Etwa im «Queen Camellia Tea House», das einen Laden sowie einen Team Room direkt an der Baustelle betreibt. Lärm und Dreck vertragen sich schlecht mit einer Tasse Tee in entspannter Atmosphäre. Karin Fölmi schaut besorgt, wenn sie daran denkt, dass die Baustelle noch über ein Jahr andauert. In den beiden Lokalen fehlt vor allem die Laufkundschaft, seit grosse Absperrungen vor der Tür stehen. Immerhin die Stammkunden halten die Treue, trotzdem nennt sie eine Umsatzeinbusse von 19 Prozent.

Ruhe bewahren und Tee trinken ist hier gerade etwas schwierig.

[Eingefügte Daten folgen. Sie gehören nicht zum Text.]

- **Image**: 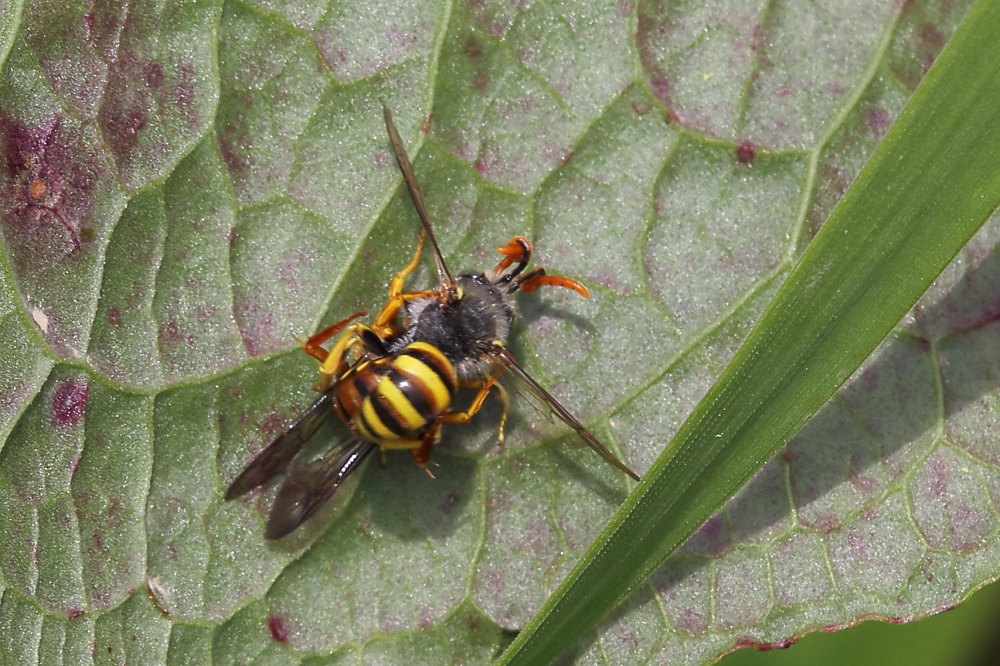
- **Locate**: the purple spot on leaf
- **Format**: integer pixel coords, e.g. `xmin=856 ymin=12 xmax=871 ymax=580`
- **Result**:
xmin=143 ymin=60 xmax=163 ymax=88
xmin=736 ymin=140 xmax=757 ymax=164
xmin=0 ymin=110 xmax=94 ymax=252
xmin=267 ymin=615 xmax=288 ymax=643
xmin=52 ymin=379 xmax=90 ymax=428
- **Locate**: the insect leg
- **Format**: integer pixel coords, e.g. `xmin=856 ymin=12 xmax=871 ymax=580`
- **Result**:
xmin=514 ymin=268 xmax=590 ymax=298
xmin=316 ymin=320 xmax=382 ymax=393
xmin=302 ymin=310 xmax=368 ymax=363
xmin=493 ymin=236 xmax=532 ymax=280
xmin=435 ymin=375 xmax=506 ymax=423
xmin=372 ymin=289 xmax=442 ymax=330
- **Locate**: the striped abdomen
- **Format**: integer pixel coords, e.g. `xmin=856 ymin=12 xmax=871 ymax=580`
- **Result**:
xmin=334 ymin=342 xmax=458 ymax=448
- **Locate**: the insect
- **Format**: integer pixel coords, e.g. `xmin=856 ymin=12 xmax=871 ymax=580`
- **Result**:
xmin=226 ymin=104 xmax=639 ymax=539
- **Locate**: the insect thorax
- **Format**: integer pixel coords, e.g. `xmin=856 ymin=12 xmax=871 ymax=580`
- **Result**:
xmin=390 ymin=273 xmax=514 ymax=381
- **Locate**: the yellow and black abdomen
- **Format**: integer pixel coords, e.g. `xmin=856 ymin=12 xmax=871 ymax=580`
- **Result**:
xmin=334 ymin=342 xmax=458 ymax=448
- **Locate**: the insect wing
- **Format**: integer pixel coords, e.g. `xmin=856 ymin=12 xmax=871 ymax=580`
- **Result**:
xmin=382 ymin=102 xmax=455 ymax=290
xmin=495 ymin=347 xmax=639 ymax=481
xmin=264 ymin=437 xmax=376 ymax=539
xmin=226 ymin=392 xmax=333 ymax=500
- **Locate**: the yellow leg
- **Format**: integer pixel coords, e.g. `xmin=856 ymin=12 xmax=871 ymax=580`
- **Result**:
xmin=437 ymin=376 xmax=507 ymax=423
xmin=302 ymin=310 xmax=368 ymax=363
xmin=314 ymin=324 xmax=380 ymax=393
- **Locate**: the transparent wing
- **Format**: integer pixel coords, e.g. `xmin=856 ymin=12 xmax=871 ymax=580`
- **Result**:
xmin=226 ymin=392 xmax=333 ymax=500
xmin=264 ymin=437 xmax=376 ymax=539
xmin=382 ymin=102 xmax=455 ymax=291
xmin=494 ymin=347 xmax=639 ymax=481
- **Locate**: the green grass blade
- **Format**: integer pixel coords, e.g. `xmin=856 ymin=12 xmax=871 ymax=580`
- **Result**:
xmin=500 ymin=0 xmax=1000 ymax=664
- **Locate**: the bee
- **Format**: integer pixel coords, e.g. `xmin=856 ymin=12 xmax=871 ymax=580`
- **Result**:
xmin=226 ymin=103 xmax=639 ymax=539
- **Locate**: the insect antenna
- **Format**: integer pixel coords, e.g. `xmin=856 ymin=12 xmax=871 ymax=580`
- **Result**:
xmin=379 ymin=100 xmax=458 ymax=295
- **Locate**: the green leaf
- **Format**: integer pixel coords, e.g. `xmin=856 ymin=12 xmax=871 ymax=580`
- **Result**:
xmin=500 ymin=1 xmax=1000 ymax=664
xmin=0 ymin=0 xmax=1000 ymax=664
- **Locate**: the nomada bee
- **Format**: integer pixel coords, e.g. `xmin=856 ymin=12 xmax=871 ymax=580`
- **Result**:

Ruhe bewahren und Tee trinken ist hier gerade etwas schwierig.

(Bild: jwy)

«Mühsam ist vor allem, dass die Gasse teilweise komplett gesperrt wurde», sagt sie. Informiert wurde sie im Vorfeld nicht. Sie dokumentiert die Situation laufend und leitet dies dem Hausbesitzer weiter. «Ich hoffe, dass wir zumindest eine Mietzinsreduktion kriegen», sagt sie, denn die Geschäfte in der Altstadt würden ohnehin schon leiden. Sonst werde es schwierig, die Einbusse wieder aufzuholen.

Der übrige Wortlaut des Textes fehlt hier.